Colombian charity in aid of poor children

Barefoot Foundation (Fundación Pies Descalzos) is a Colombian charity founded by Shakira in 1997, with the aim of helping poor and impoverished children. The Barefoot Foundation mission statement is "The Barefoot Foundation works to ensure that every Colombian child can exercise their right to a quality education. Our model targets displaced and vulnerable communities by addressing their unique needs."

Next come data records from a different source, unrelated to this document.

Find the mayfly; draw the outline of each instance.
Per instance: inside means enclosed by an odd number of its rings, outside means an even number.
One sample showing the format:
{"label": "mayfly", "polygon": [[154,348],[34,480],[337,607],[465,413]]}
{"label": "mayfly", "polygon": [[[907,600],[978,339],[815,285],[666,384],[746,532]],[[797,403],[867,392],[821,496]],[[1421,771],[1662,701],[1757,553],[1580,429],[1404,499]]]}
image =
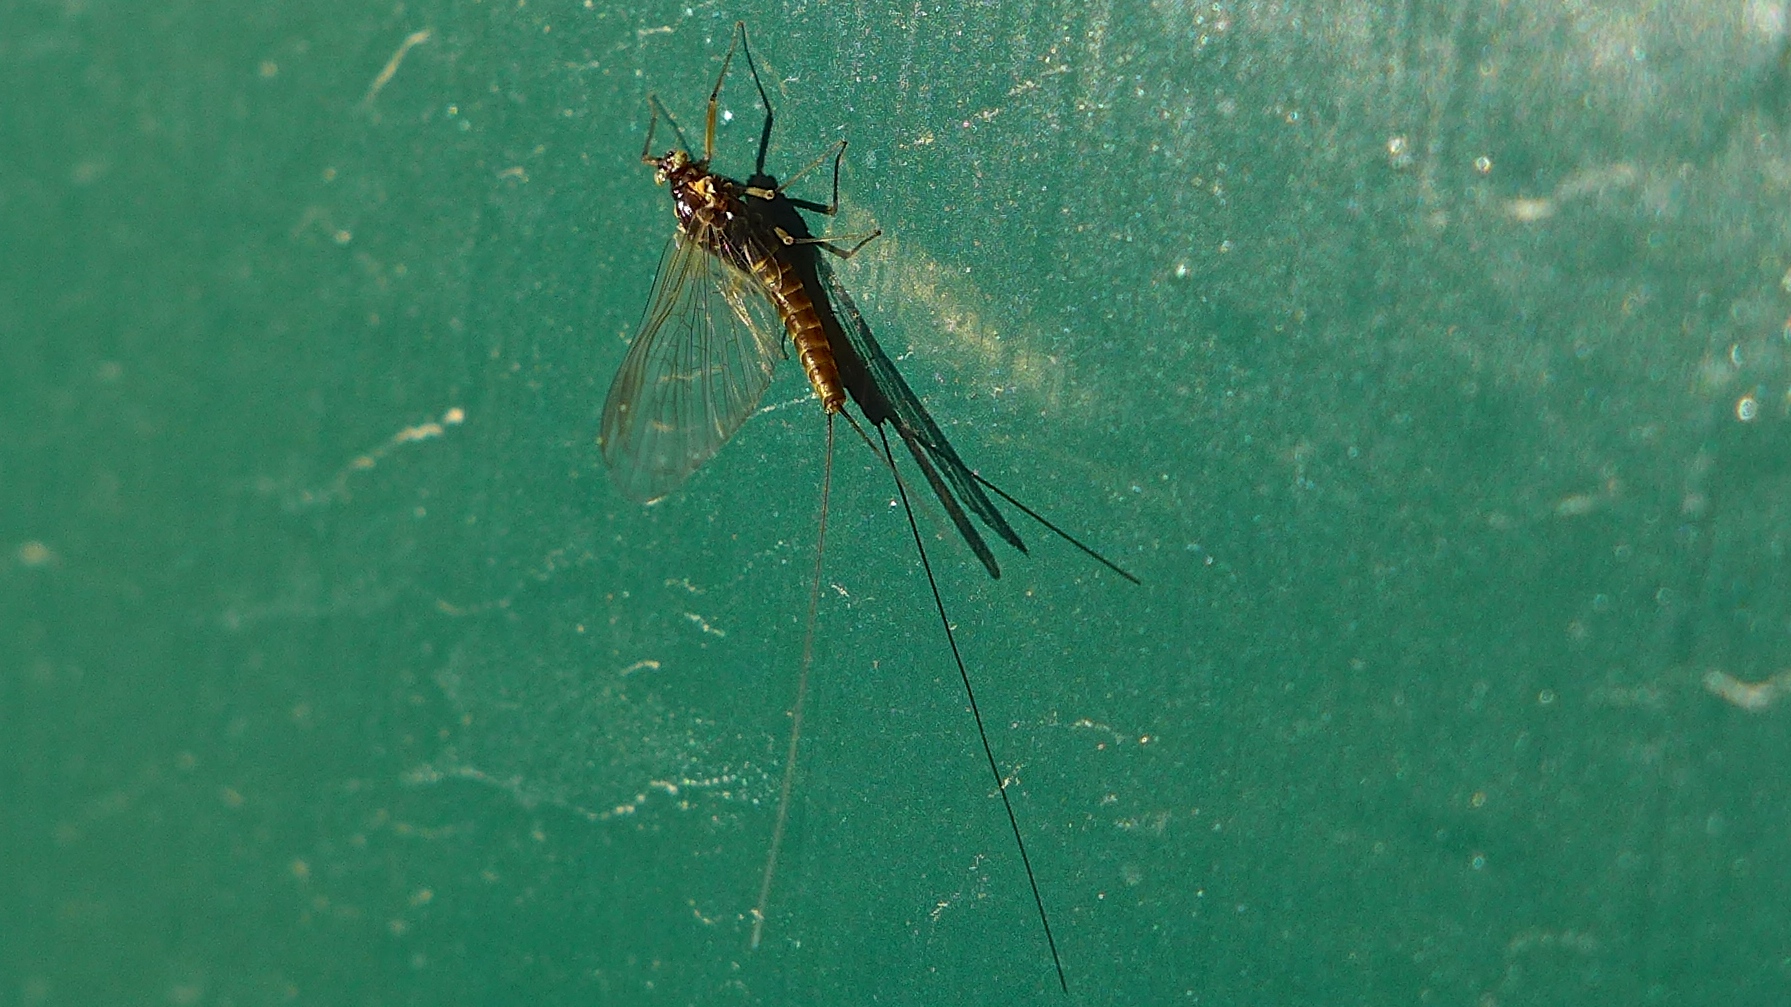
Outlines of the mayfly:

The foundation's main focus is on aid through education, and the organization has five schools across Colombia that provide education and meals for 4,000 children. Shakira was honored with the Hero Award at the 2014 Radio Disney Music Awards for her work with the foundation.

== 2004 efforts ==
In 2004 the work of the Foundation turned to Shakira's hometown of Barranquilla. The Foundation built two new schools, Escuela Las Americas and Escuela Siete de Abril. The schools brought change to two neighborhoods that had been devastated by displacement, homelessness and poverty. The two Barefoot schools provided services for 990 children.

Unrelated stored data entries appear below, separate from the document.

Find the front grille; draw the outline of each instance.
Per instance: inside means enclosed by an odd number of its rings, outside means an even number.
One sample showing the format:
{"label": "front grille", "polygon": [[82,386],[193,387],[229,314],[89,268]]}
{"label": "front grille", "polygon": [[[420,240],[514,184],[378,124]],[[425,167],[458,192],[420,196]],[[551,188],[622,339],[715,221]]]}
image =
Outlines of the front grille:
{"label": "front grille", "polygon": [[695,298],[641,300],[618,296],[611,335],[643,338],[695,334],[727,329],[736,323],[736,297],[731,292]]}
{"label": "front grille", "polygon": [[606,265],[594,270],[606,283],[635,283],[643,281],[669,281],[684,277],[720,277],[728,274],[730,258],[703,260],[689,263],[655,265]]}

That same year, Barefoot initiated work in Soacha, Cundinamarca, a suburb on the outskirts of Bogotá. According to the Colombian Social Welfare Network, Soacha has one of the highest rates of incoming victims of displacement. Their work began at the Gabriel Garcia Marquez and El Minuto schools in the Altos de Cazuca neighborhoods, providing opportunities for another 980 children.

The year 2004 was significant for the Barefoot Foundation. They reached many of their goals, working with children whose lives were disrupted because of the Colombian conflict. Many children were given access to an education, better nutrition, and a new sense of hope. The foundation also initiated a school cafeteria that was managed totally by the neighborhood moms.

== Funding ==
Support for the foundation comes from contributions by Shakira and donations from national and international companies who care about social responsibility. They also work with multilateral corporations who endorse special projects and have formed alliances with government agencies. During February 2008, Shakira auctioned some of her tour clothes and guitars on eBay to support her foundation.

In February 2011, the FC Barcelona Foundation and Barefoot reached an agreement for children's education through sport.